Puoi fare il medico e puoi essere un medico.
Le due cose non sono necessariamente coincidenti.
Puoi essere un medico colto, un uomo di scienza appassionato, avere intuito clinico ed essere sempre aggiornato sull’ultimo lavoro pubblicato in letteratura.
Eppure non basta.
Ho imparato che per essere un medico devi saper ascoltare con attenzione il malato che ti parla, dedicargli la tua massima attenzione, a dispetto delle trenta persone fuori che aspettano, perché quello è il suo momento e lui si sta affidando a te, totalmente, e tu hai un potere enorme: puoi cambiare la sua vita.
Non è una missione, è un lavoro.
Ma non venitemi a dire che è un lavoro come un altro, perché hai in mano la qualità della vita di un uomo.
Siamo schiacciati dalla routine, dalle richieste, dalla burocrazia, dalle lamentele di chi sta aspettando fuori dalla porta. Eppure io cerco sempre di ricordarmi che quel signore sdraiato sul lettino, con la sua sciarpa rossa e la cartellina piena di esami ordinati con cura, stamattina si è alzato all’alba, è arrivato qui carico di aspettativa e di ansia, si è seduto paziente in sala d’attesa per aspettare me e vuole risposte, soluzioni. Vuole aiuto. Ed ora mi parla e io devo ascoltarlo, non tralasciare nulla, devo pensare.
Non posso permettermi di sentirmi stanca.
Non posso sentirmi schiacciata dalla mole di lavoro che ho.
Lui sta mettendo il suo dolore nelle mie mani perché io lo annienti.

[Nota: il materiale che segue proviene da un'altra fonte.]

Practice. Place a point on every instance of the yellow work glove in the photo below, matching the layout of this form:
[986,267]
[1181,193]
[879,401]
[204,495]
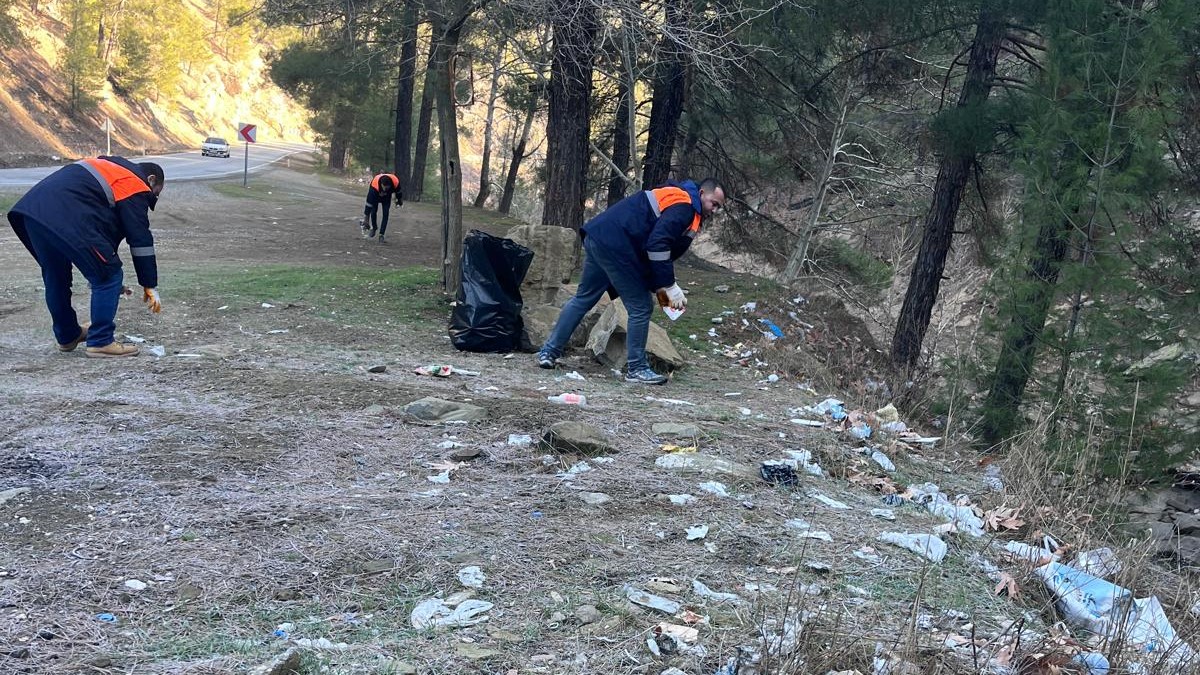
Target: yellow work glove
[150,297]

Siamo una squadra con un nemico comune e non posso permettermi di sottovalutare nulla.
Non posso permettermi di emozionarmi per la signora che mi parla di un figlio terminale e schizofrenico lasciato a casa, da solo, chiuso a chiave, perché non ha nessuno ad accudirlo mentre lei viene da me a cercare soluzioni.
Non posso contaminare la mia lucidità con la tenerezza per quest’uomo che mi parla col suo vestito buono e una collana al collo con la foto della moglie che ha perso. Però riesco a “sentirli”. Sentire le loro vite faticose. Questo mi permette di “essere” il medico che sono.

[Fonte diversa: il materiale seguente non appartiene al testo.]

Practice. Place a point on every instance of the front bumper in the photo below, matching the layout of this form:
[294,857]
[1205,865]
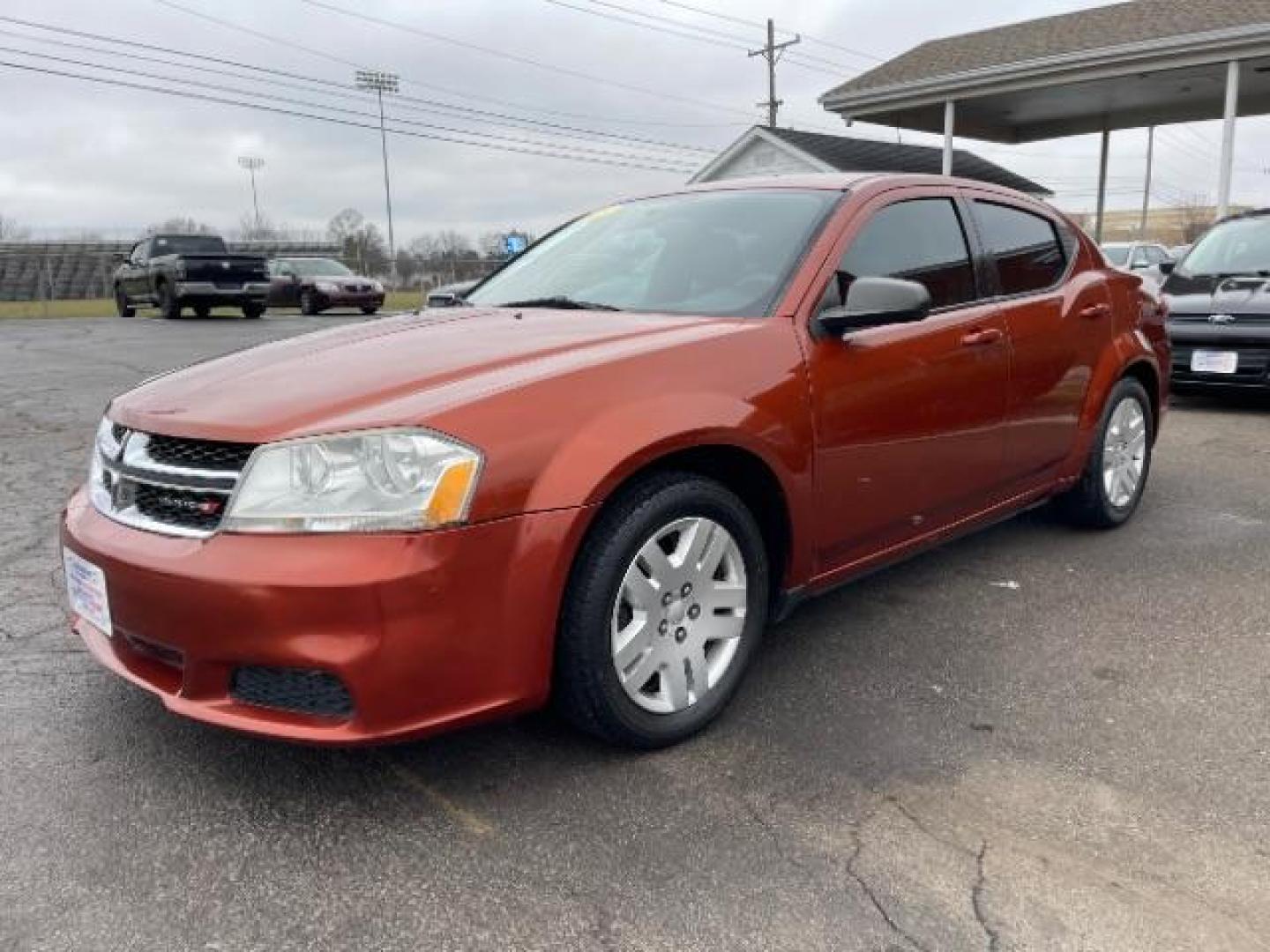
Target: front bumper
[1251,343]
[424,631]
[349,299]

E so che loro sentono me. Sentono che per me, in quel momento dedicato solo a loro, conta più di ogni altra cosa essere di aiuto. Questo mi fa tornare a casa appagata e grata.
A diciotto anni nessuno sa davvero cosa voglia fare da grande. Non puoi saperlo. E non lo sapevo nemmeno io. Non avevo una passione per la medicina, svenivo persino quando mi facevano un prelievo.

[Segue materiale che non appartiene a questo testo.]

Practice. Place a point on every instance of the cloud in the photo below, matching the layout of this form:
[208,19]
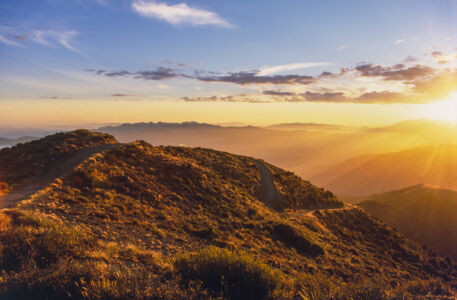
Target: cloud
[289,67]
[410,59]
[341,48]
[232,98]
[157,74]
[442,58]
[122,95]
[364,83]
[277,93]
[245,78]
[50,37]
[9,36]
[8,41]
[396,72]
[178,14]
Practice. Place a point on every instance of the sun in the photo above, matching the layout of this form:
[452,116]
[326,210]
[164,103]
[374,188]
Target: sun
[443,110]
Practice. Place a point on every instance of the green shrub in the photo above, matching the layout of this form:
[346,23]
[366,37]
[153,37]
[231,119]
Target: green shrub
[235,275]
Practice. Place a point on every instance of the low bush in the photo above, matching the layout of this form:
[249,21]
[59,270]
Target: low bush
[293,237]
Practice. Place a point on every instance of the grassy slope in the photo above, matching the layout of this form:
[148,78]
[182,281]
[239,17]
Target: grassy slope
[26,162]
[114,226]
[424,213]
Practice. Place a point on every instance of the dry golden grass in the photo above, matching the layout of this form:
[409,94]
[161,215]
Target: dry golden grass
[114,226]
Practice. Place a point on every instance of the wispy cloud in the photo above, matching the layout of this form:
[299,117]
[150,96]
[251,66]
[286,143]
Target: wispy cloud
[51,37]
[179,13]
[442,58]
[406,82]
[8,41]
[289,67]
[341,48]
[9,36]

Però ricordo che mi posi una domanda:
” Cosa mi renderebbe appagata? Quale aspetto di una professione qualunque mi farebbe sentire soddisfatta?”
E sapevo bene la risposta: sentirmi utile a qualcuno.
Per questo oggi sono qui e quella domanda è sempre attuale, quella risposta sempre la stessa, nonostante io non sia più quella ragazzina di allora, per molti aspetti.
E loro mi restituiscono tutte le notti che ho passato a studiare invece di andare in discoteca, le mie rinunce, le corse in questa vita incastrata dagli orari, le ansie di parlare in una lingua che non è la mia di fronte a un pubblico internazionale.
Il signore che col cellulare mi scatta foto mentre lo visito e mi riempie di tenerezza.
“Che fa? Mi fotografa?”
“Voglio ricordarmi per sempre la sua faccia perché lei mi ha salvato” .
Riescono ancora a destabilizzarmi, ma solo per qualche istante.
“Beh allora facciamocela insieme la foto, che dice?”
E quel ragazzo rumeno ieri, con quello sguardo perso, ormai troppo abituato alla diffidenza altrui.
“Non ho soldi per pagare questo esame”.
Prendo il telefono, chiedo favori, credo che spetti a me fare in modo che anche lui abbia il diritto di curarsi. Poi prendo una busta, la riempio di cose che gli costerebbero una fortuna in farmacia. E’ un po’ come un furto, penso. Ma la sua espressione colma di stupore quando gli porgo la busta, vale più di tutto.
“Ti porto cioccolata dalla Romania”
“Mi basterebbe che ritorni guarito”
Lui ha lo sguardo di chi ha dimenticato come ci si senta quando qualcuno fa qualcosa per te, mi fissa, incredulo.
Poi fa un piccolo inchino.
“Grazie” dice.
E quel grazie mi fa compagnia per tutto il giorno. E mi fa cantare in macchina tornando a casa.
per questo giurai che avrei fatto il dottore
e non per un dio ma nemmeno per gioco
perché i ciliegi tornassero in fiore,
perché i ciliegi tornassero in fiore (...)
"Un medico" - F.De Andrè
[non al denaro, non all'amore nè al cielo]
http://www.angolotesti.it
/F/testi_canzoni_fabrizio_de_andre_1059/testo_canzone_un_medico_33073.html
Come si usa dire a Roma, “è tanta robba!!”..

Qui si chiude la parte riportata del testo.